Lyle Soetaert, president of the Floatplane Operators Association, said his group’s 55 members – including Nanaimo-based Harbour Air and West Coast Air, as well as Seair – have already embraced safety improvements like the installation of pop-out windows and more user-friendly door handles.
Earlier last week, Harbour Air became the first operator in Canada to install a new safety handle in its de Havilland DHC-2 Beaver.
“The industry has been very proactive,” Soetaert said Friday. “This is something we can do better and want to do better.”
Harbour Air and Westcoast Air completed installing the pop-out windows on the roughly 20 Beaver aircraft in its 54-plane fleet last month and has the new door latches – which are similar to car door handles – on seven or eight planes so far, said Greg McDougall, Harbour Air CEO. The door-latch kits alone cost about $7,000 each.
Other safety improvements from Harbour Air and Westcoast Air include additional pilot training on passengers exiting a floatplane in an emergency and enhanced safety briefings for passengers. Plans are also underway for safety videos for passengers in their terminal and onboard the plane.
“We want to encompass all the safety information, but also make them a little bit entertaining so people will watch them,” McDougall said. “We’re really just reinforcing all the safety information.”
Peter Clarke, Seair CEO, said his company has made similar strides.
Pop-out windows were installed as soon as they became available and Seair is moving ahead with new door latches, Clarke said. It’s also looking to replace the Beavers with newer planes that incorporate the improvements.

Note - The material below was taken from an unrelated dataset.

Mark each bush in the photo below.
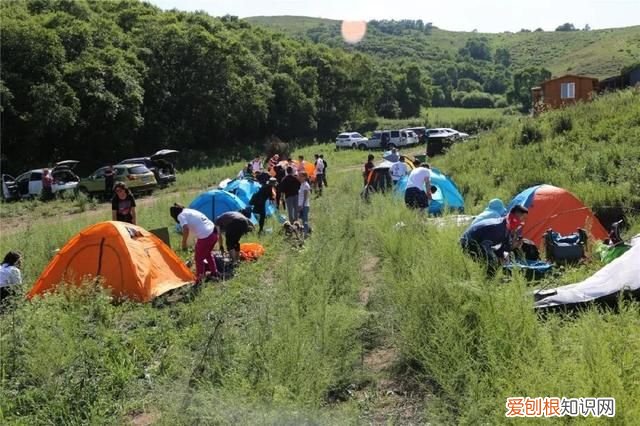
[461,91,494,108]
[493,96,509,108]
[518,120,544,145]
[552,113,573,135]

But floatplane operators are more hesitant about making passengers wear personal flotation devices, which are already carried aboard planes. Soetaert said more research is needed to determine how PFDs can be used in a safe and effective method while on board.
“The association welcomes the recommendation of having a life vest, but we need to determine the best way to use it inside the aircraft,” he said.
The use of a standard PFD could reduce mobility and make exiting the aircraft more difficult in the event of an emergency, he said.
Those concerns are echoed by Clarke, who said Seair has stepped up passenger briefings regarding the location and operation of life jackets, and is in favour of the TSB recommendation if a suitable PFD is approved.
But McDougall noted there is no Transport Canada-approved PFD for multiple and frequent use in floatplanes. And since Harbour Air flies more than 400,000 people a year, inflatable vests would incur serious wear and tear.
“We’re not saying never … but we think it needs a lot more study,” he said.
While suggesting that Transport Canada needs to fully study whether wearing life jackets in flight will save lives, Harbour Air is taking the lead by already initiating investigation of potential PFDs for use in floatplanes, with a preliminary meeting with Mustang already held, McDougall said.
“We lead the industry, so we’re going to look at it,” he said. “We want to make sure … that it’s the right type of device.”
The TSB has made similar recommendations regarding PFDs before, but they were never implemented by Transport Canada.
Transport Canada has 90 days to consider and respond to the TSB recommendations.
Only two of the province’s 55 commercial floatplane operators require that passengers wear personal flotation devices while on board. Neither company serves Nanaimo.